A review of the French pianist's 21st album, he is joined by Gianluca Renzi and drummer Lukmil Perez

Giovanni Mirabassi Trio
Cover of Summer’s Gone by Giovanni Mirabassi Trio

Paris-based pianist Giovanni Mirabassi has been recording since the mid-1990s, his output including tributes to Jacques Brel, Léo Ferré, and Serge Gainsbourg, as well as solo outings and trio journeys. His 21st release, Summer’s Gone, is one of the latter. Joined by bassist Gianluca Renzi and drummer Lukmil Perez, Mirabassi explores terrain familiar to fans of Bill Evans, Enrico Pieranunzi, and, most pointedly, Chick Corea. This trio paints in lithe textures, shimmering melodies, and illuminated improvisations, the music so delicate you practically expect it to melt in the sun. Mirabassi’s style is as thoughtful and crystalline as that of just about anyone on the ECM label, yet it’s also ceaselessly frothy, focusing on clear skies over dark musings.

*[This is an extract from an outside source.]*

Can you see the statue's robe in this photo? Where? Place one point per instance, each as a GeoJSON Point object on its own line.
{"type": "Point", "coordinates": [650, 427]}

“A Dirty Job” mines a gentle backbeat and a light-footed melody that brings hummingbirds to mind. While Mirabassi lends a sweet touch to his inner Corea, Renzi plucks a mile a minute during his solo, recalling John Patitucci’s energetic forays. “Quasi Quasi” could be a lullaby; “Ausencias” recalls one of Corea’s solo pieces from Light as a Feather or the original Return to Forever. “My Corean Heart” throws caution to the curb—it’s so drenched in Chick-like phrasing, pacing, chordal flow, and bubbling rhythms that you wouldn’t be surprised if the man himself strode into the room.

Mirabassi, Renzi, and Perez are excellent musicians with a unified trio vision. Let’s hope they find their own vision on album number 22.